Barbare Studio’nun kuruluş amacı, misyonu nedir ve Tekirdağ’da, Barbare Bağları’nda bir sanat platformu oluşturmanın arkasındaki motivasyon nedir?
Celine Topsakal: Barbare Bağları, bir aile işletmesi olarak babamın 2002 yılında başlattığı bir yolculuğun ürünü. Aile olarak, pratiklerimizi yavaş yavaş bu alana entegre edebileceğimiz bir “ev” olarak düşündük burayı. Babam şarap üretimiyle, ablam otelcilikle, ben ise sanat ve mimarlıkla bu sürece katkıda bulundum. Mimarlık pratiğimi geliştirdikçe, kültürel ve kolektif bilinci desteklemeye yönelik projelerde yer aldım. Barbican Müzesi’nin mimari yenilenmesi ve Museum of London sergi tasarımı gibi kültürel projelerde çalıştım. Resolve Collective ile, Victoria and Albert Müzesi ve Design Museum gibi büyük kurumların sergileme alanlarında, yerel ölçekte gençlere dokunan kamu programları yürüttük. Genç bir mimar olarak, sanatçılar ve bu alanda öğrenmeye açık gençlere alternatif alanlar yaratmanın önemine inanıyorum.
Burada ilgimi en çok çeken yaşanan multidisipliner etkileşimler ve bunun yarattığı özgüven, açtığı kapılar. Çok basit bir sorudan ortaya çıktık: “Sanatçılara ve düşünürlere bu coğrafyada nasıl etkileşimli alanlar açabiliriz?”. “Şehirden kaçmak” kavramı burada daha kapsamlı bir anlam taşıyor. Kurumsallıktan kaçmak, büyükşehrin sakladıklarını kucaklamak, samimi ilişkiler kurmak ve kırsal alanın sınırlarına sığınmak. Barbare Studio, statik bir yapı olmaktan ziyade, kırsal ve kentsel alanların ilişkisiyle sürekli evrilen bir çatı niteliğindedir.
Barbare Studio’nun uzun vadede özellikle yerel topluluğa, bölgeye ve sanat dünyasına katkı sağlamayı hedeflediği alanlar, içerikler nelerdir?
C.T: Barbare Studio, Tekirdağ’da yerel sanatçılara destek vermeyi ve kültürel bir mekân yaratmayı hedefliyor. Bunu ise konuk sanatçı ve küratör programları, sergiler, etkinlikler ve atölye çalışmaları ile yansıtmayı planlıyoruz.

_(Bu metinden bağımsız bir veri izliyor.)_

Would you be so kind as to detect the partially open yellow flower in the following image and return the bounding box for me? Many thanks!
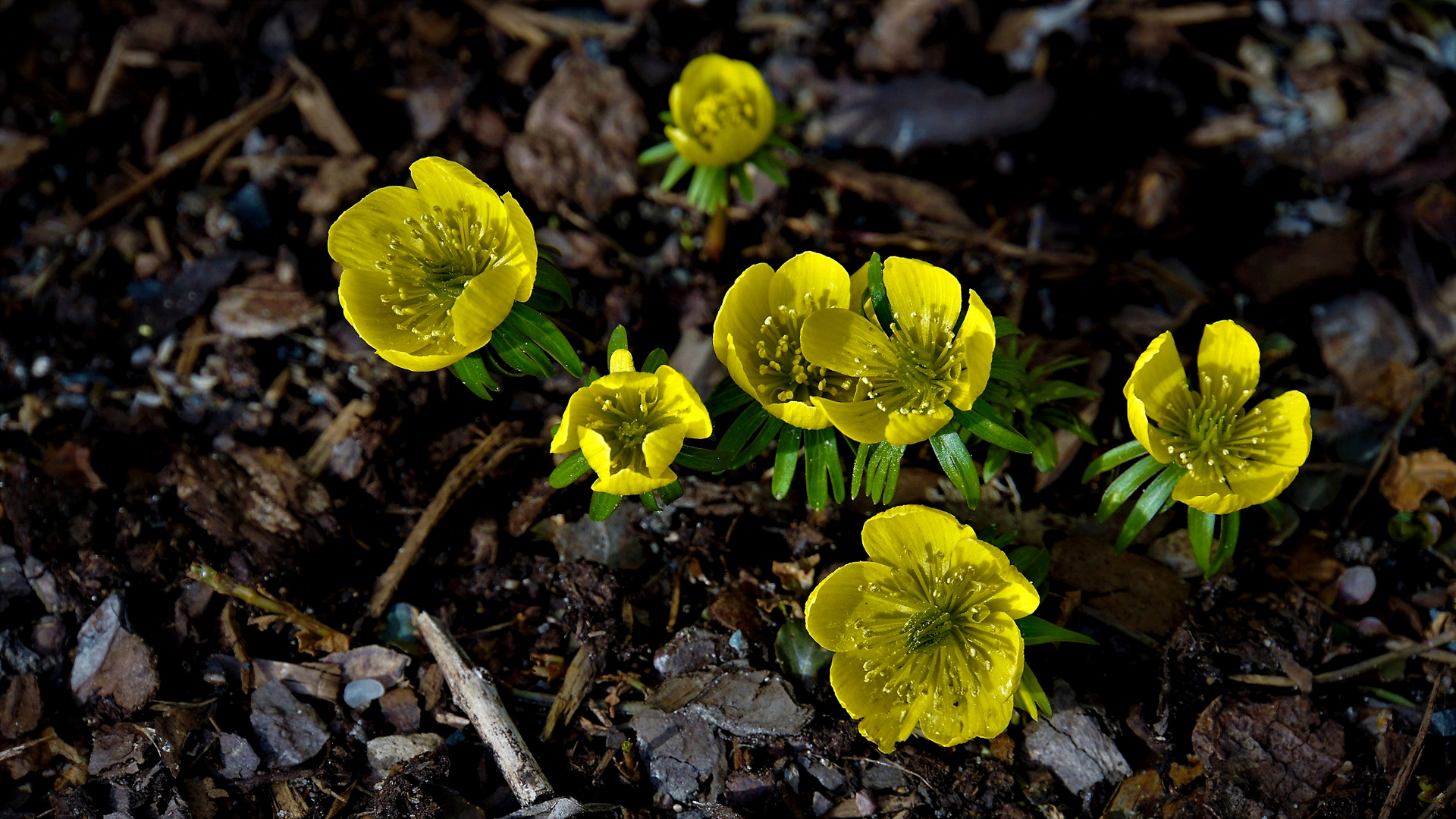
[329,156,536,372]
[1122,321,1310,514]
[714,252,855,430]
[801,256,996,446]
[804,506,1040,754]
[551,350,714,495]
[665,54,776,168]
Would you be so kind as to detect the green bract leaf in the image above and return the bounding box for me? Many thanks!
[770,424,802,500]
[546,449,592,490]
[1112,465,1184,554]
[450,351,500,400]
[638,141,677,165]
[951,398,1034,455]
[1097,455,1163,520]
[492,303,581,379]
[587,493,622,520]
[930,424,981,509]
[1016,615,1097,645]
[1082,440,1147,484]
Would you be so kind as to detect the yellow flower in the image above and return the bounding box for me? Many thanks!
[329,156,536,372]
[665,54,774,168]
[1122,321,1310,514]
[714,252,855,430]
[804,506,1040,754]
[551,350,714,495]
[801,256,996,446]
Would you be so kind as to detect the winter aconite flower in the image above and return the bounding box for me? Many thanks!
[801,256,996,446]
[551,350,714,495]
[665,54,776,168]
[714,252,855,430]
[329,156,536,370]
[1122,321,1310,514]
[804,506,1040,754]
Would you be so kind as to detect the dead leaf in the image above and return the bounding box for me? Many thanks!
[1380,449,1456,512]
[212,272,323,338]
[505,55,646,214]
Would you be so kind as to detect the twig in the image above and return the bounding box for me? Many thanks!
[86,77,293,221]
[1339,364,1446,529]
[1315,631,1456,682]
[1380,673,1446,819]
[369,422,521,617]
[415,606,555,808]
[187,563,350,651]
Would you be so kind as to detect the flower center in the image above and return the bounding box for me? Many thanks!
[374,201,504,343]
[687,89,755,147]
[861,313,965,416]
[850,544,1003,702]
[1160,376,1269,484]
[755,301,855,403]
[585,384,677,474]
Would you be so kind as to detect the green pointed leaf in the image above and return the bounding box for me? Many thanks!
[770,424,802,500]
[1097,455,1163,520]
[450,351,500,400]
[642,347,667,373]
[864,253,894,335]
[638,141,677,165]
[1112,465,1184,554]
[1016,615,1098,645]
[546,449,592,490]
[992,316,1021,338]
[657,156,693,191]
[607,325,628,355]
[673,443,733,472]
[492,303,581,379]
[951,398,1035,455]
[930,424,981,509]
[587,493,622,522]
[1082,440,1147,484]
[1006,547,1051,586]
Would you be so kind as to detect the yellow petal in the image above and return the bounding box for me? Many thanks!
[861,504,975,568]
[1222,460,1299,512]
[920,613,1025,746]
[500,194,538,302]
[329,185,428,275]
[799,307,890,376]
[1257,389,1313,466]
[760,251,850,321]
[1122,332,1190,463]
[828,651,924,754]
[450,270,527,351]
[1197,319,1260,406]
[804,561,908,651]
[763,400,828,430]
[607,347,636,375]
[642,424,687,478]
[814,397,890,443]
[885,256,961,328]
[714,262,774,375]
[654,364,714,444]
[576,427,611,481]
[868,402,954,446]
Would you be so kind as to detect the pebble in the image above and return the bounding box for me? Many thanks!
[344,678,384,708]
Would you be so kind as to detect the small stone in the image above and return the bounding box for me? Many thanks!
[367,733,446,774]
[1339,566,1374,606]
[344,678,384,708]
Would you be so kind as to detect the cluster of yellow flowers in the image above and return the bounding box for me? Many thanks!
[329,55,1310,752]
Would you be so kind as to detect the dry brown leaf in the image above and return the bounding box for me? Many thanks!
[1380,449,1456,512]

Herhangi bir galeri veya müze deneyiminden farklı olarak, araziyle kurulan ilişki aracılığıyla yerel bir sergi politikası geliştirmeyi önemsiyoruz. Tüm malzemeleri Tekirdağ’dan kendimiz alıyoruz; bu sayede samimi sohbetler kurarken zanaatkârların hikayelerini dinliyoruz, bu benim için çok değerli.
Küreselleşen dünyada sanat ve toprak aracılığıyla topluluk bilincini geliştirmek ve işbirliğini teşvik etmek beni heyecanlandırıyor. Yeni sanat işbirliklerini teşvik etmek ve yeni platformların doğmasına destek olmak istiyorum. Bu yıl Tekirdağ’da misyonumuzu paylaşan ODD ART (Furkan Öztekin ve Kaan Sarı) bizim elimizden tuttu. Edirne ve Tekirdağ Güzel Sanatlar öğrencileri sürecimizin bir parçası haline geldi, ekip olarak öğrenirken “açık kapı” kültürü ile herkesi dahil ettik.
Hiç beklemediğimiz bir yerde, bağların ortasında atölyemizi kurduk ve buradan kopamadık. Sergi koordinatörümüz Leyla Bayrı ve misafir sanatçılarla el ele kurduğumuz atölye, fikirlerimizi yansıtmak için bir saha oldu. Yerli ve yabancı, ilk defa sergileyen ve deneyimli sanatçılardan oluşan grubumuz, aslında pek de bir arada göremediğimiz isimlerden oluşuyor. Zenginlik olarak gördüğüm çeşitlilik, atölyemizdeki çalan müziklerden, konuşulan lisanlardan, yapılan işlere kadar hepimizi besliyor. Melis ve Leyla ile aramızda kurulan iletişim arazinin bize sunduğu doğal, hiyerarşisiz yapıya uydu. 360 derecelik bir manzaranın her açısından baktığımızda aynı cümleleri kurduk.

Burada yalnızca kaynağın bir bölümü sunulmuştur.